New Orleans Jazz in a Nutshell: From Bolden to Armstrong

New Orleans is the birthplace of jazz and the home of many of its pioneers. New Orleans jazz is a forerunner of the many forms of jazz music we know today.

In this article, we will look back at the birth of jazz music in New Orleans. Who were the pioneers and ambassadors of the genre? And how did ethnicity play a role during the turn of the century?

Before we dig into the history of jazz music, we need to be aware of New Orleans’ history. The State Louisiana was bought from France in 1803. The Louisiana Purchase resulted in a lift of the trade restrictions and, the arrival of the steamboat enhanced commerce as New Orleans became an important hub for cargo. This economic boost made the city more popular what caused its population to grow exponentially.

The success of New Orleans did not last. The American Civil War, political corruption, and the arrival of the railroad had their impact on the city. Trading hubs in America start growing elsewhere and, it did not take long before New Orleans was in debt. By the time jazz music emerged, the city was in recession. The population, which was exponentially growing, started to decline. Tropical storms and hurricanes were frequent, and New Orleans began to flood. The city had no sewer system what caused an unpleasant and excessive number of insects. It was so bad that musicians reported they had to wear masks during performances. New Orleans’ problems caused its death rate to be 60% higher compared with other major American cities.

The neighborhood that is claimed to be the birthplace of jazz is Storyville, a red-light district in New Orleans. Although, not all music historians agree to this and studies have shown that jazz music emerged and developed all over New Orleans. There are records of the music being played at dancehalls, on boats, in parks, and on the street. Some claim that it would have even been more complex for the music to be played in Storyville as, according to reports, police raids happened there more frequently, and it were the African American musicians who were arrested first. Donald Marquis’ study of Buddy Bolden, an important and decisive figure in jazz music, shows that he and many other jazz musicians drew their inspiration from the church and not from the nightlife in New Orleans. Pastors who sang in Baptist Churches had a similar rhythm to the jazz rhythm of that time.

In New Orleans, concerts “on-the-move” happened frequently, for example, at funerals. Because of the high death rate, there was a high demand for these parading brass bands. Marching brass bands, such as Excelsior Brass Band or Onward Brass Band, were active during the 1880s. Their formation started with trombones in the front, followed by the bass, tubas, and baritones. In the next row, you find the alto horns and the clarinets followed by the trumpets. At the end of the parade, we find percussion instruments. These marching brass bands would play a variation of music genres including quadrille, polka, 2-step, mazurka, etc. Parades were common in America but what makes these New Orleans brass bands unique is that their performance was an invitation to dance. They would call it second-line parades, where the dance audience is the second line and the brass band the first. You became part of the community, a tradition that flew out of circle dancing at Congo Square.

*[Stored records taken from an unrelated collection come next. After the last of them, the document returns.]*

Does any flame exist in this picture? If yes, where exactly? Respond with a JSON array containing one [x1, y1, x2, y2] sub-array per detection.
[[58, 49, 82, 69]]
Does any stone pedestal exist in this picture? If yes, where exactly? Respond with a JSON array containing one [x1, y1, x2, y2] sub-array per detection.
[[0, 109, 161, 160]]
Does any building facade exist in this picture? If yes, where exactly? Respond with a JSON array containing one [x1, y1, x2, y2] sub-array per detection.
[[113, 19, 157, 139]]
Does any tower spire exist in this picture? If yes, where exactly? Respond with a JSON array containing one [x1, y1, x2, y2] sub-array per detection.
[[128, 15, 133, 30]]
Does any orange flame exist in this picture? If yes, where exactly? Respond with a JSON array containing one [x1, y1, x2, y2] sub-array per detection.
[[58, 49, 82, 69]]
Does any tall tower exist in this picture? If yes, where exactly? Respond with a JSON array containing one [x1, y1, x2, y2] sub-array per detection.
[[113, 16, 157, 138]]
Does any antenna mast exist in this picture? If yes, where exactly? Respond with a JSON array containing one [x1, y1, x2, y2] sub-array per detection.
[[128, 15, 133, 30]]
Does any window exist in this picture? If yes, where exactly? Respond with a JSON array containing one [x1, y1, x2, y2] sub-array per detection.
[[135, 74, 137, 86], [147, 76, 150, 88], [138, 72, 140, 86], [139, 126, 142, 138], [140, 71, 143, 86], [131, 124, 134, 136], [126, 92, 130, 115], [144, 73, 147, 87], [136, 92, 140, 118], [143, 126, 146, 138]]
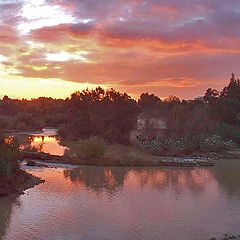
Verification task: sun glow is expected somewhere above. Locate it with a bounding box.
[18,0,75,34]
[46,51,88,62]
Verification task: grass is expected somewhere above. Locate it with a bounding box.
[65,141,171,166]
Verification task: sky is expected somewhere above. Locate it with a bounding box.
[0,0,240,99]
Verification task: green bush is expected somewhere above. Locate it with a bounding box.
[219,123,240,145]
[80,136,106,159]
[136,134,227,156]
[0,136,19,176]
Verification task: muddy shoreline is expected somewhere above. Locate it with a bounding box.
[22,151,215,167]
[0,169,45,201]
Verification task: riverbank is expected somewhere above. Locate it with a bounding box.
[0,169,45,199]
[22,151,215,167]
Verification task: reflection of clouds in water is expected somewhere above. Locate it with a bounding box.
[64,167,127,194]
[26,136,67,156]
[0,166,240,240]
[64,167,217,194]
[0,199,21,240]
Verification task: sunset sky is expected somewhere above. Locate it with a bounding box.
[0,0,240,99]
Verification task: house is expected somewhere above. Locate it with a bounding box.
[129,113,167,143]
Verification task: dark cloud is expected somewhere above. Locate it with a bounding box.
[0,0,240,97]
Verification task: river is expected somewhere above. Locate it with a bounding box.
[0,160,240,240]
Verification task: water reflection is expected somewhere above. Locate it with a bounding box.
[23,136,68,156]
[63,167,216,194]
[0,161,240,240]
[63,166,128,193]
[0,199,20,240]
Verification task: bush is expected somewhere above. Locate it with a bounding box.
[136,134,227,156]
[0,159,13,176]
[80,137,106,159]
[0,136,19,176]
[219,123,240,145]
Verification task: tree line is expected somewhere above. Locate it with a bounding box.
[0,74,240,147]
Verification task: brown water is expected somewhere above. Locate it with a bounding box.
[0,160,240,240]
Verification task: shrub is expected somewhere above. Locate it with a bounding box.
[80,136,106,159]
[0,136,19,176]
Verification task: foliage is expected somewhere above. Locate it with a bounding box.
[135,132,227,156]
[0,136,19,176]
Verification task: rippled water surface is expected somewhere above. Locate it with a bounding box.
[0,160,240,240]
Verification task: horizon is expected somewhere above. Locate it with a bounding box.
[0,0,240,100]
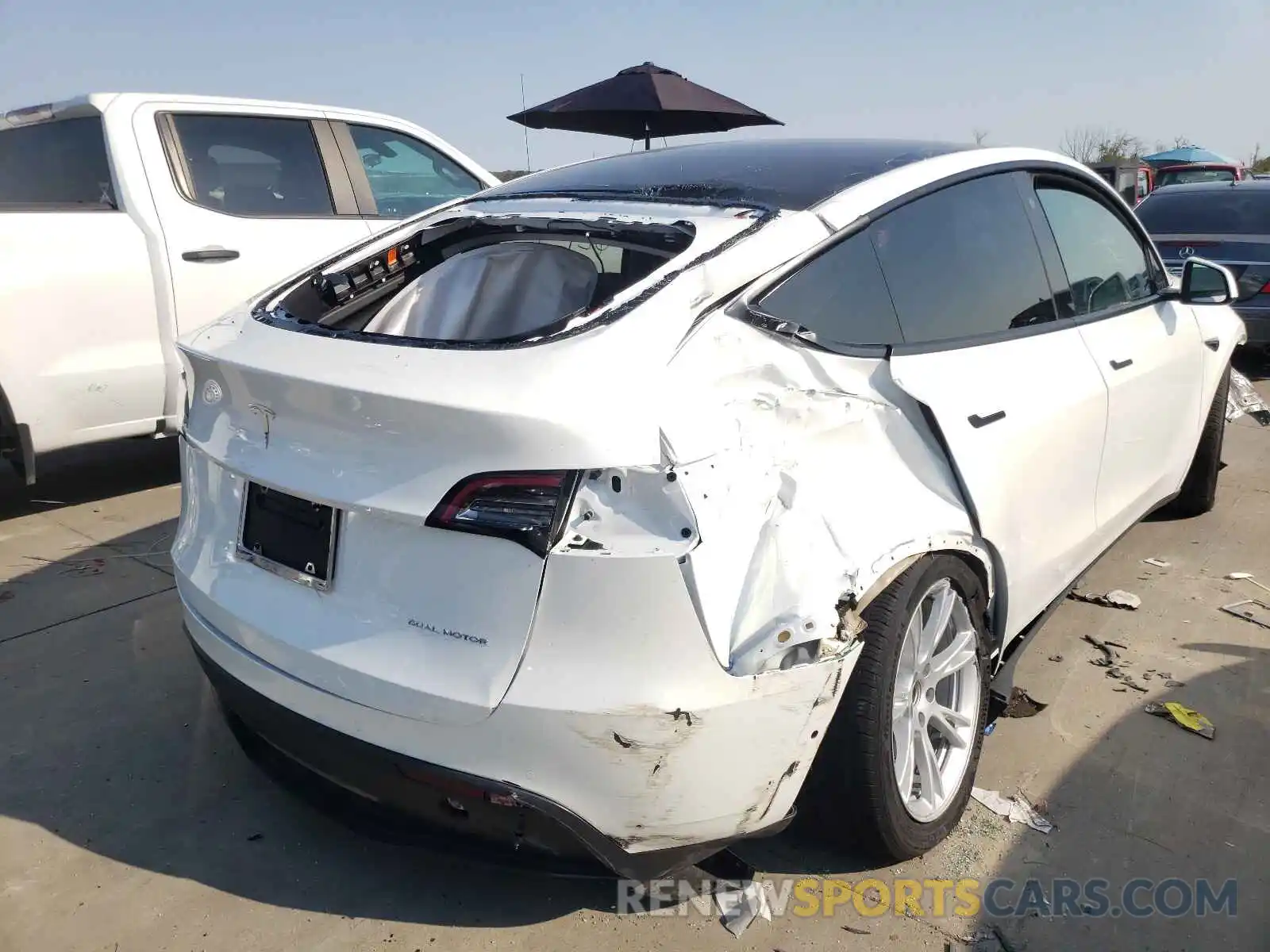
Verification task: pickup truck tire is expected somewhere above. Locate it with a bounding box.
[0,387,36,486]
[1164,364,1230,518]
[806,554,989,862]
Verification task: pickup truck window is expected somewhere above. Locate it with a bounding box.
[0,116,116,212]
[348,125,484,218]
[173,113,335,218]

At the turn of the century, ragtime music was popular in New Orleans, mainly thanks to the contributions of Scott Joplin. Ragtime is a form of piano music that uses syncopation of the weaker beats. Syncopation is a small interruption in the rhythmical flow by making some accents fall off-beat. In short, syncopation is created by the beats between the beats, and they are fundamental for the musical structure of ragtime (and boogie-woogie that emerged simultaneously in Texas).  A result of ragtime’s popularity was that musicians start using syncopation in traditional compositions to play them in a more “ragged” fashion.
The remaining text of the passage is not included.